The Lithuanian artist Jacques Lipchitz was a Cubist sculptor. Although he studied engineering in Lithuania under the influence of his father, he went to France to study art. In France, he studied at the Académie Julian and the Ecole des Beaux-Arts. He joined the Montparnasse and Montmartre communities, which had members such as Pablo Picasso and Juan Gris. He adapted himself to the art community so quickly that he became a Cubist sculptor.
Just three years after his arrival in France, he displayed his sculptures at the Salon d’Automne and the Salon de la Societe Nationale des Beaux-Arts. It was in 1920 that Jacques Lipchitz had his first solo exhibition in Paris at Léonce Rosenberg’s Galerie L’Effort Moderne. He always tried his best to be creative. In his 20s, he experimented with transparent sculptures that are part of abstract form experimentation. But later, the artist transformed his style into a dynamic one. But unfortunately, with the Nazi invasion and attacks on Jews, the artist had to move to New York, USA.

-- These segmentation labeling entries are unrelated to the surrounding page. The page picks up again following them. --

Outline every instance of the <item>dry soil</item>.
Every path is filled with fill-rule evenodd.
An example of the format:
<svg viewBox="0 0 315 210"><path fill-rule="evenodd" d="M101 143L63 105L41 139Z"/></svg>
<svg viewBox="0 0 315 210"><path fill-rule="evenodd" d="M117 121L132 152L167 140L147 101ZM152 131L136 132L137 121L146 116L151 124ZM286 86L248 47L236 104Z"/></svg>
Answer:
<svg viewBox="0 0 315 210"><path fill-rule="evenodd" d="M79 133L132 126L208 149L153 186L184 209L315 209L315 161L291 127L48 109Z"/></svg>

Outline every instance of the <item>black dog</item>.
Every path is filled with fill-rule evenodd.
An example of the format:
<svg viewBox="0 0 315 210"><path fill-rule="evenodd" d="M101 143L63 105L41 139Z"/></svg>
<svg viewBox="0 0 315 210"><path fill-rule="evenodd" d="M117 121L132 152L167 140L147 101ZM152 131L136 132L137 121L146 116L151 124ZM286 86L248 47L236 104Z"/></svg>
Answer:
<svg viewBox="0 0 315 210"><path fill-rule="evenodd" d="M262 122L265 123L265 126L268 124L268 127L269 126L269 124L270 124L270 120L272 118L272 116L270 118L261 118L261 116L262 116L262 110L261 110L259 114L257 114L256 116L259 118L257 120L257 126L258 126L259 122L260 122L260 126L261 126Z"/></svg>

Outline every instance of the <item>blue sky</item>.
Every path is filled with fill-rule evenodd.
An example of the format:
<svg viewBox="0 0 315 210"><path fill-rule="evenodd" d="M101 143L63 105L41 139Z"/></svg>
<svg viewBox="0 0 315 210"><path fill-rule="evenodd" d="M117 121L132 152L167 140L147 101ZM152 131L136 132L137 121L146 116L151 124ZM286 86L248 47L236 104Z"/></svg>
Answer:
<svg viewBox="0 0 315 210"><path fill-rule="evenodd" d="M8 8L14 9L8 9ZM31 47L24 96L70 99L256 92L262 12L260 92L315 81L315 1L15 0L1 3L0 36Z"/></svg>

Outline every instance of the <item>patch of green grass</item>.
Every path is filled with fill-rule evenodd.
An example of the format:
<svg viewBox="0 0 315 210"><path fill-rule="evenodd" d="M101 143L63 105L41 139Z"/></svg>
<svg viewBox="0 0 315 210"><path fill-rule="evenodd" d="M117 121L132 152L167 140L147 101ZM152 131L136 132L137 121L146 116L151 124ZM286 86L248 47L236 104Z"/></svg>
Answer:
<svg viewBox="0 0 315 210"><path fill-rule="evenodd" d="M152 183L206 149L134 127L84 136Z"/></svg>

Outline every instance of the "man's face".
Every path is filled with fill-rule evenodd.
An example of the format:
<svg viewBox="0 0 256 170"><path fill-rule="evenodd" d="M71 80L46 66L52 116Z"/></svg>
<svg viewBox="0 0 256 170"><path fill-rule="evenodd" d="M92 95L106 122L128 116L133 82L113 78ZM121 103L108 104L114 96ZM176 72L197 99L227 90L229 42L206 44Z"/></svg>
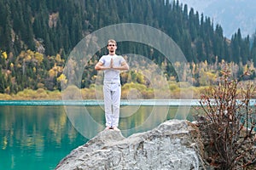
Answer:
<svg viewBox="0 0 256 170"><path fill-rule="evenodd" d="M117 48L117 47L116 47L115 43L109 42L109 43L108 44L108 51L109 51L109 54L114 54L116 48Z"/></svg>

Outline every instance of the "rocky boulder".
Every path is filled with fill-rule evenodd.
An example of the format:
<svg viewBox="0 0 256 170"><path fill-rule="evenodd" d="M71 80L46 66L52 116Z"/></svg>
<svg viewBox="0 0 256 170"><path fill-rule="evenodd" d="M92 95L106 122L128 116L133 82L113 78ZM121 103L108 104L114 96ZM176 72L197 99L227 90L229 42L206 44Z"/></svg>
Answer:
<svg viewBox="0 0 256 170"><path fill-rule="evenodd" d="M128 138L104 130L73 150L55 169L205 169L202 153L197 127L171 120Z"/></svg>

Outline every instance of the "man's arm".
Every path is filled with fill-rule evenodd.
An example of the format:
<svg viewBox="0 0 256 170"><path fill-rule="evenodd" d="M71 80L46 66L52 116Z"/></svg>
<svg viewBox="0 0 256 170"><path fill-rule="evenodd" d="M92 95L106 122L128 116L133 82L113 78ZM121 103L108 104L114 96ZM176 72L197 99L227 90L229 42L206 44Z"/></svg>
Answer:
<svg viewBox="0 0 256 170"><path fill-rule="evenodd" d="M95 65L95 70L96 71L106 71L111 69L111 65L109 66L103 66L103 63L99 61L97 64Z"/></svg>
<svg viewBox="0 0 256 170"><path fill-rule="evenodd" d="M129 65L125 61L124 61L121 63L121 66L113 66L113 65L112 68L113 70L127 71L127 70L129 70Z"/></svg>

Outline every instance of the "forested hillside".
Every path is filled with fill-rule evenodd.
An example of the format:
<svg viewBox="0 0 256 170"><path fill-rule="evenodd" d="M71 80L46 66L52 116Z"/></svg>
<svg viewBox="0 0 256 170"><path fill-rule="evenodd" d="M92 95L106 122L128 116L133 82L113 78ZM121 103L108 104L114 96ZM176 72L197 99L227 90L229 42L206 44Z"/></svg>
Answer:
<svg viewBox="0 0 256 170"><path fill-rule="evenodd" d="M245 65L255 66L255 37L242 38L242 31L238 30L227 39L221 26L215 26L209 17L178 1L0 0L0 93L61 89L60 82L65 78L62 70L73 48L94 31L125 22L151 26L169 35L183 50L190 67L195 67L195 86L204 85L197 79L196 68L201 65L207 65L207 71L210 65L216 66L222 60L232 62L238 73ZM123 54L122 50L119 52ZM157 53L150 55L143 47L136 50L143 51L138 54L159 65L164 62ZM168 68L169 80L175 73ZM93 67L87 68L82 88L94 83L95 74Z"/></svg>

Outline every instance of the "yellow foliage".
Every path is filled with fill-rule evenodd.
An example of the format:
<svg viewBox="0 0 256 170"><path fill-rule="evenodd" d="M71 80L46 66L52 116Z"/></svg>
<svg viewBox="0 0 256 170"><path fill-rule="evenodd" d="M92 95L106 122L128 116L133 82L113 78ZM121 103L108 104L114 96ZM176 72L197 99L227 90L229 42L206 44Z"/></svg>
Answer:
<svg viewBox="0 0 256 170"><path fill-rule="evenodd" d="M64 75L64 74L61 74L58 78L57 78L57 81L59 82L62 82L64 84L66 84L67 82L67 76Z"/></svg>
<svg viewBox="0 0 256 170"><path fill-rule="evenodd" d="M48 71L48 74L49 74L49 77L53 78L53 77L55 76L56 71L54 71L53 69L50 69L50 70Z"/></svg>
<svg viewBox="0 0 256 170"><path fill-rule="evenodd" d="M38 52L35 53L35 59L38 60L38 65L40 65L44 60L44 54Z"/></svg>

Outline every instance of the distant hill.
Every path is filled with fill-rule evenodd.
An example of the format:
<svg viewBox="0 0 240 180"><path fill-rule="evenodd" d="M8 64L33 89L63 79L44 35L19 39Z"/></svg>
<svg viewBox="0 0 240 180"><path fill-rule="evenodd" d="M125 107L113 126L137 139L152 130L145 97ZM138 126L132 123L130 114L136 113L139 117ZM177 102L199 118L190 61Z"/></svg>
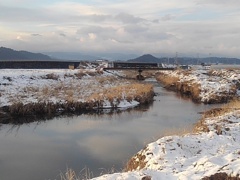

After settling in America, he did not stop creating and working. Jacques Lipchitz became one of the 250 sculptors who displayed artworks in the Third Sculpture International Exhibition in 1949. In 1963, the artist returned to Europe and lived there for several months each year.
Although many people think that being a refugee because of the political situation at that time is quite lucky, the artist is also quite lucky. because he could have the chance to observe artistic transformation in Europe. He became one of the first examples of a Cubist artist. His art life can be divided into three parts: his Cubist sculptures in the 1920s, his abstract sculptures at the beginning of World War II, and his Judaist sculptures in his late life. Jacques Lipchitz died when he was 81. The artist is now regarded as one of the most important Cubist sculptors.